BT

Java 7 Sockets Direct Protocol – Write Once, Run Everywhere …. and Run (Some Places) Blazingly

Posted by Ben Cotton on Aug 15, 2013 |

This article will survey the new Java Sockets Direct Protocol (SDP) technology, a very exciting breakthrough that was recently introduced in the Java 7 SDK. SDP empowers the Ultra High Performance Computing (UHPC) community to use Java’s ubiquitously common features and merits for a very uncommon use case: native access to the InfiniBand Remote Direct Memory Access (RDMA) capability. RDMA provides a protocol for low-latency applications to directly access memory on other computers without involving the operating system. The UHPC community has the most stringent non-compromising low-latency and high throughput demands imaginable, so it is natural that the UHPC needs the very best RDMA capability available. With the introduction of the Java 7 Sockets Direct Protocol offering, the UHPC community now has a Java platform that enables them to write Java application code that directly joins to the full power of the native InfiniBand RDMA capability.

Before we dive deeply into the new Java Sockets Direct Protocol, let’s briefly review Java’s networking and sockets API history.

In 1995 Sun Microsystems introduced the world to Java and immediately began trumpeting the platform with the universally recognizable catch phrase ‘Java – Write Once, Run Everywhere’. As we all know, the idea behind this was simple: instead of writing applications in C++ code (which was devilishly difficult to build/deploy with anything even close to a “run everywhere” portability) you could now write application code in something called Java, which would build/deploy to a virtual machine (not the underlying OS execution environment). This greatly liberated the Java application programmer from portability concerns, delegating sole custody of portability to the Java virtual machine (JVM). The JVM made this promise: If you could build/deploy Java code that worked on one Java VM (for some specific underlying OS), the platform guaranteed that the exact same code would work on any OS (for which a compliant Java VM was available). No more conditional compilation and pre-processor macros were needed. (Anybody remember C++ and #ifdef hell? The JVM would now relieve application programmers of that cruel burden.)

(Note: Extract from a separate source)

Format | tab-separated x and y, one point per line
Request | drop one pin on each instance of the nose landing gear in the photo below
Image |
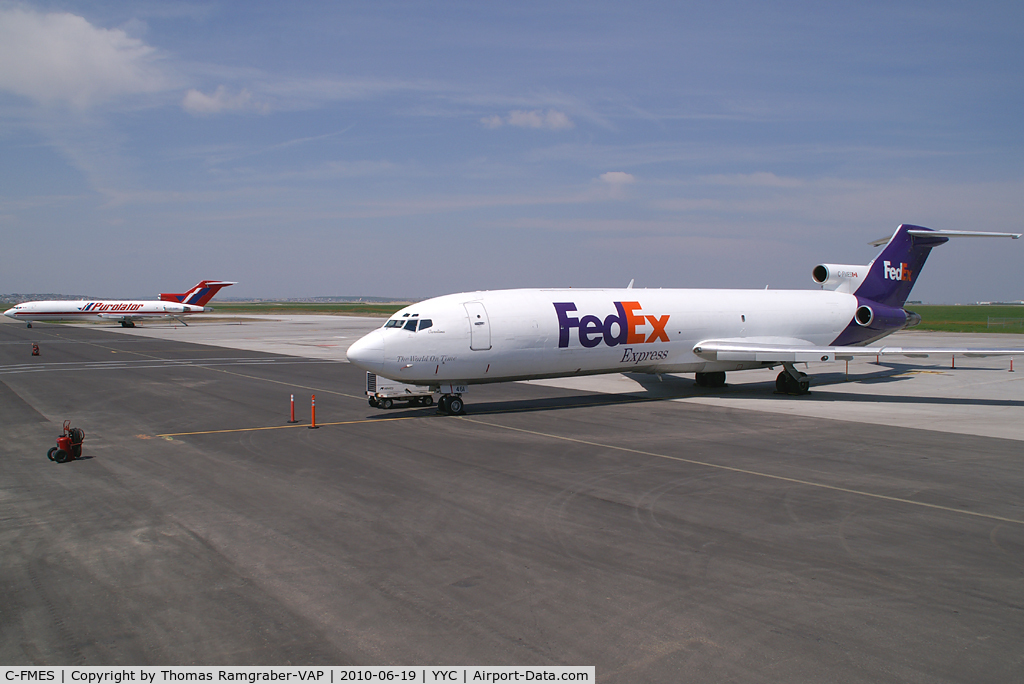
791	381
452	404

This was all extremely helpful and very well received by the applications programming community. As we all know, Java caught on quickly and intensely – globally embraced at a pace unmatched in the history of Computing’s many, many programming language platforms.

In the beginning, Sun offered the Java VM to run on exactly 3 operating systems: (i) Solaris (ii) Linux (iii) Windows. Because Microsoft had just a few years earlier (1993) delivered the WinSOCK protocol stack with Windows, Windows could now do TCP/IP networking (and through an API fully supported by Microsoft). The various *nix systems (of course) had been doing TCP/IP since the 1970s. Microsoft’s introduction of WinSOCK was absolutely essential to Java becoming what it became. Without WinSOCK you could not deliver a Windows VM that supported the java.net.* and the java.io.* APIs. Without it, Java could not build a complete network capable VM that would run on the OS that monopolized the world’s desktops. Instead of Java reaching “maybe a million” desktops, with Windows now doing full TCP/IP, Java could now reach “maybe a billion” desktops.

Things have changed.

Sure, Java is still “write once, run everywhere”. Portability is still a central priority. But, now with Java 7 and Sockets Direct Protocol a whole lot more can be done with the Java VM. Portability is not the only priority; now accommodating ultra-high performance use cases is a major priority for the Java VM. With Sockets Direct Protocol the Java VM can now deliver the same Networking and Sockets APIs that directly access the native power of InfiniBand. InfiniBand is much faster than Ethernet. InfiniBand is the physical network layer provider of choice to the UHP computing community.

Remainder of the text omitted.